Gray P, Sullivan G, Ostryzniuk P, McEwen T A, Rigby M, Roberts D E
Department of Medicine, Faculty of Medicine, University of Manitoba, Winnipeg, Canada.
Crit Care Med. 1992 Nov;20(11):1513-8. doi: 10.1097/00003246-199211000-00006.
To evaluate the necessity for postprocedural chest radiographs after catheterization of central veins, insertion of pulmonary artery catheters, and placement of endotracheal tubes.
Prospective, controlled study.
Two academic tertiary adult ICUs.
Consecutive patients (n = 316) requiring central vein cannulation or endotracheal intubation in the ICUs.
After each invasive procedure, the physician was instructed to complete a detailed evaluation sheet. Criteria based on the details of the procedure and immediate postprocedural clinical evaluation of the patient were used to determine the likelihood of a radiologically detectable complication. Actual radiologic findings were subsequently compared against clinical predictions.

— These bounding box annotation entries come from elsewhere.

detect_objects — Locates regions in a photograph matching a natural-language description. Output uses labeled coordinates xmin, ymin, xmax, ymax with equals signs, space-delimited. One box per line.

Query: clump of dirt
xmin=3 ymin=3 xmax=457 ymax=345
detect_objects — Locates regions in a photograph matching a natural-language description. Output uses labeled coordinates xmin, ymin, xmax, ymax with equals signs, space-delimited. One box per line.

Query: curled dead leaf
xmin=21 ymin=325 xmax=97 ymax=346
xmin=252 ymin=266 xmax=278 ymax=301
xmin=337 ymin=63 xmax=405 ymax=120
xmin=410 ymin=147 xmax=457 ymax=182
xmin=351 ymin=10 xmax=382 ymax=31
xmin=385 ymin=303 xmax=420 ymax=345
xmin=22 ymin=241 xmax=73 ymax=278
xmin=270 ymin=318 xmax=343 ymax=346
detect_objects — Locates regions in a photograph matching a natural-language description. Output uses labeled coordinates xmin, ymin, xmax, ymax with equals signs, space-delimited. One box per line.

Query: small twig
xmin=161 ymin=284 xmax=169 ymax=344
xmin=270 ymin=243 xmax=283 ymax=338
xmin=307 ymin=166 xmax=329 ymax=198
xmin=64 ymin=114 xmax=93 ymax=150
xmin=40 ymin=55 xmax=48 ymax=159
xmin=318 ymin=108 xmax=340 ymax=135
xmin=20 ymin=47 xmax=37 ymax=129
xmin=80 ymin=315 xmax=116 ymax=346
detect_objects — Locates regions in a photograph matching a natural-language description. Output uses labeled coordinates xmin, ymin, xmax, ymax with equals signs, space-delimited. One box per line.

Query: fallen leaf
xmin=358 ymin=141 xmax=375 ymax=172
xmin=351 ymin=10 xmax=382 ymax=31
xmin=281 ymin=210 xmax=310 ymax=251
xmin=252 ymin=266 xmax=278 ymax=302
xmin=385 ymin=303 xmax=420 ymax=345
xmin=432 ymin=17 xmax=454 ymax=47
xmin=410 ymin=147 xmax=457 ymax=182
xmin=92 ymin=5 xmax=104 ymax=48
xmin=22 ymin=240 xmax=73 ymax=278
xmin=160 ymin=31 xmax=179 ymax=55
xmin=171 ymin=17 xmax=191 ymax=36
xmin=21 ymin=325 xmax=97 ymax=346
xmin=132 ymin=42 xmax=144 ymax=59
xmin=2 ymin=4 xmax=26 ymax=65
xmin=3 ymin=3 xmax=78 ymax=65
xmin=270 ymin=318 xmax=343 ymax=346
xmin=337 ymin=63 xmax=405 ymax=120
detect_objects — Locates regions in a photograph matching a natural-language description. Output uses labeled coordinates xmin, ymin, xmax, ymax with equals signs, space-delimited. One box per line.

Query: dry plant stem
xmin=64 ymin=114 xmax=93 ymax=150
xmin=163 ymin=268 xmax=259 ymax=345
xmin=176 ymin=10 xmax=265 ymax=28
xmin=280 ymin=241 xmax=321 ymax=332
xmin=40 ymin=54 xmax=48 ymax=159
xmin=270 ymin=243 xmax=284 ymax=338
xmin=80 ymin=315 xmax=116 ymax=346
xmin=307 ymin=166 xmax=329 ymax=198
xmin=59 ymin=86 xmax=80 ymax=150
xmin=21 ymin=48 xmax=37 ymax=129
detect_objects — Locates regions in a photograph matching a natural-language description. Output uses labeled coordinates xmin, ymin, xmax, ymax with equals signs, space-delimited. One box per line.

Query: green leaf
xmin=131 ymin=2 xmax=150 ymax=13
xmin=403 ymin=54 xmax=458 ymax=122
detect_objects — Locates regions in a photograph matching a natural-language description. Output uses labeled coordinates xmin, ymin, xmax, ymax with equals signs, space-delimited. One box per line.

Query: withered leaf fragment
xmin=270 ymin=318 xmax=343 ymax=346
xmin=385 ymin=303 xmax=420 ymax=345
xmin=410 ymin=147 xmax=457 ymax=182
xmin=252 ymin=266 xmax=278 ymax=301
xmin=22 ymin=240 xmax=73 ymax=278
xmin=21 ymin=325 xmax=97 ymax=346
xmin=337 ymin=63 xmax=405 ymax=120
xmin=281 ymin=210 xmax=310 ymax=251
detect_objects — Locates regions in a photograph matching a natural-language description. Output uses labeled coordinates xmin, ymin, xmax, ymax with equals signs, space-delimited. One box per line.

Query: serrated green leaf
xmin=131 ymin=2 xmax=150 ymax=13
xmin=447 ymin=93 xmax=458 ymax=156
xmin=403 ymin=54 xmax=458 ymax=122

Ability of housestaff to correctly predict the absence of radiologically detectable postprocedural complications (predictive negatives).
Ability to predict the absence of complications after cordis catheter insertions via the subclavian vein or internal jugular vein was very high (151/152; p < .001). Unsuspected complications were more frequent with central vein multilumen catheter insertions (3/24; p < .001). Ability to predict uncomplicated pulmonary artery catheterization was also high (110/111; p < .001). Physicians were unable to predict the majority of complications associated with endotracheal intubations (28/32; p > .50).
The use of a protocol that includes an evaluation of the characteristics of the procedure and postprocedural physical examination can greatly reduce the need for routine chest radiographs after subclavian and internal jugular vein cordis catheterizations and pulmonary artery catheter placement. Chest radiographs should be performed after endotracheal intubation and multilumen catheter insertion.
评估中心静脉置管、插入肺动脉导管及放置气管内导管术后进行胸部X线检查的必要性。
前瞻性对照研究。
两家学术性三级成人重症监护病房。
重症监护病房中需要中心静脉置管或气管插管的连续患者(n = 316)。
每次侵入性操作后,指导医生填写详细的评估表。根据操作细节和患者术后即刻临床评估的标准来确定放射学可检测到的并发症的可能性。随后将实际放射学检查结果与临床预测结果进行比较。
住院医生正确预测无放射学可检测到的术后并发症(预测阴性)的能力。
经锁骨下静脉或颈内静脉插入Cordis导管后预测无并发症的能力非常高(151/152;p <.001)。中心静脉多腔导管插入时未被怀疑的并发症更常见(3/24;p <.001)。预测肺动脉导管插入无并发症的能力也很高(110/111;p <.001)。医生无法预测与气管插管相关的大多数并发症(28/32;p >.50)。
采用包括评估操作特点和术后体格检查的方案,可大大减少锁骨下静脉和颈内静脉Cordis导管插入及肺动脉导管放置术后常规胸部X线检查的必要性。气管插管和多腔导管插入后应进行胸部X线检查。